Out of Sight, Out of Mind – Whitewashing the Confederacy

by Oletta Branstiter

“New Orleans Begins Removing Confederate Monuments, Under Police Guard”

This. This is why bibliophiles and history buffs collect books. Because history can and is being rewritten.

While statues and other artifacts are disappearing, hidden away from the overly-sensitive eyes of the squeamish, all Americans should lament the blatant moves of revisionists to whitewash the Confederacy.

Why do some want to cleanse our history of the dramatic evidence of our Confederate era? Have we become like other tyrannical nations that humiliate the losers of their civil wars by destroying all vestiges of opposition?

First, they came for the Confederate flag. Could the U.S. flag be next? There are efforts to disparage the display of our Stars and Stripes, based on perceived interpretations.

Ironically, the very efforts to conceal and deny the historical narratives of those who rose up in defiance of our Federalist government may counteract the nefarious intentions of the Progressive movement.

Typically, repression of Truth eventually foments a volcanic effect, which we witnessed in the Nationalist movement that elected Donald Trump.

Suppressing our nation’s Confederate history is a regrettable mistake for Conservative reasons, as well.

  1. By removing and secreting away the monuments and other artifacts of the Civil War, the honorable, sacrificial lives of Southern rebels are intentionally devalued.
  2. Spontaneous opportunities to engage in meaningful dialogue about this historical period are lost.
  3. Perhaps most ironically, the elimination of evidence opposing Federalism weakens the arguments in its favor.

The Confederacy waged a literal war against our Federacy. By choosing to break away from the Constitution, the South was rebelling against the United States as a whole.

By denying the antithesis of our Federalism, we lose the lesson made best by contrast.

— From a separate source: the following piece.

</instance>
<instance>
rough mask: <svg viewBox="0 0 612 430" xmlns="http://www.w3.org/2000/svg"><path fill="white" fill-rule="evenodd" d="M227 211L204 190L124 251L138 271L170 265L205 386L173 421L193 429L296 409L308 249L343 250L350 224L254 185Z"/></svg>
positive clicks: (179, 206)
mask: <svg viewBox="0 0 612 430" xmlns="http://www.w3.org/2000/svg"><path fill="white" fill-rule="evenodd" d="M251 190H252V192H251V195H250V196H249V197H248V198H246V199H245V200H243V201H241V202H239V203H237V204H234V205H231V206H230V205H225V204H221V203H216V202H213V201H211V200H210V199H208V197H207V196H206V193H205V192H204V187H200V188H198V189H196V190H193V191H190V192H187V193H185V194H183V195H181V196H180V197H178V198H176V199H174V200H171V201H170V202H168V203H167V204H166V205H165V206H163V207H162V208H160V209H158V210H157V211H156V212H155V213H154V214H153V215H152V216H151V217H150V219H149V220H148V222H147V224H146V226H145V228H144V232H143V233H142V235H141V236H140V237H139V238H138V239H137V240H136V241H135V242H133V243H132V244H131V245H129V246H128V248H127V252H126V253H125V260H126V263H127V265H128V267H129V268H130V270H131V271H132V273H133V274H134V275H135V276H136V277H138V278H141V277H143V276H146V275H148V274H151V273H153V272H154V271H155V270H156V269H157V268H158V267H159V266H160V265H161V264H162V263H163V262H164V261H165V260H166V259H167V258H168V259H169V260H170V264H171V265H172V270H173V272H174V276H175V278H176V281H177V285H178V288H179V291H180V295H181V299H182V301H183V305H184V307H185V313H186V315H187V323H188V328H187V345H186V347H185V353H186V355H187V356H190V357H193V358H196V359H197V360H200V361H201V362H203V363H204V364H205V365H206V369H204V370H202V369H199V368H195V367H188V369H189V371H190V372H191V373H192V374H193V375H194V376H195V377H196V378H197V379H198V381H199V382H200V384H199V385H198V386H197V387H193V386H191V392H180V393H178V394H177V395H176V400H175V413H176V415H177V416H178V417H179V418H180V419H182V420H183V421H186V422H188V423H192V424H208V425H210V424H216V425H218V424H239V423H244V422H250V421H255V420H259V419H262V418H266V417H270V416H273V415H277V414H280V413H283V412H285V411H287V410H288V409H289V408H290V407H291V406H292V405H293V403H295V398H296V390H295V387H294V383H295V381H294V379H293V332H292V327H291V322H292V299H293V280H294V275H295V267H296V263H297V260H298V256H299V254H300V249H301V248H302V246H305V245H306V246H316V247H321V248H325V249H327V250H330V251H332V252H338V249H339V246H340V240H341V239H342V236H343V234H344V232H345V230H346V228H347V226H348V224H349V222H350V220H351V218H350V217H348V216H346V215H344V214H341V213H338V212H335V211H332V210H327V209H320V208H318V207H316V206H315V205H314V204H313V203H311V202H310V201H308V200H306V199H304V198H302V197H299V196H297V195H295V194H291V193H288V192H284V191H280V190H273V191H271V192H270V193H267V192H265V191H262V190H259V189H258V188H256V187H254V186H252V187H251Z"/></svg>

For this reason, among many others, memorabilia from the Civil War should be preserved and honored. Historical evidence gives us the valuable opportunity to ask, “What might have been?”

What if the Northern Union had lost the war? What if the abhorrent practice of slavery had been protected and even extended throughout more of our states?

Besides contributing to essential history lessons on the Civil War, these artifacts expand the opportunity to face the failures of the subsequent Reconstruction Era.

For example, the Compromise of 1877 set Civil Rights back a century because Southern Democrats could not and would not abandon their confederate sentiments.

According to History.com:

“allies of the Republican Party candidate Rutherford Hayes met in secret with moderate southern Democrats in order to negotiate acceptance of Hayes’ election. The Democrats agreed not to block Hayes’ victory on the condition that Republicans withdraw all federal troops from the South, thus consolidating Democratic control over the region. As a result of the so-called Compromise of 1877…Florida, Louisiana and South Carolina became Democratic once again, officially marking the end of the Reconstruction era.”

This was yet another example of the propensity of Republicans to compromise away any and all successes. This short-sighted concession resulted in the unbridled proliferation of retaliatory southern legislation to oppress newly-freed slaves and African-Americans until well into the middle of the 20th century!

Not unlike the purpose of Holocaust memorials, even the very worst historical artifacts MUST be preserved and readily accessed to prevent similar mistakes in the future. Our own failures must be memorialized as we vow to “never forget” them.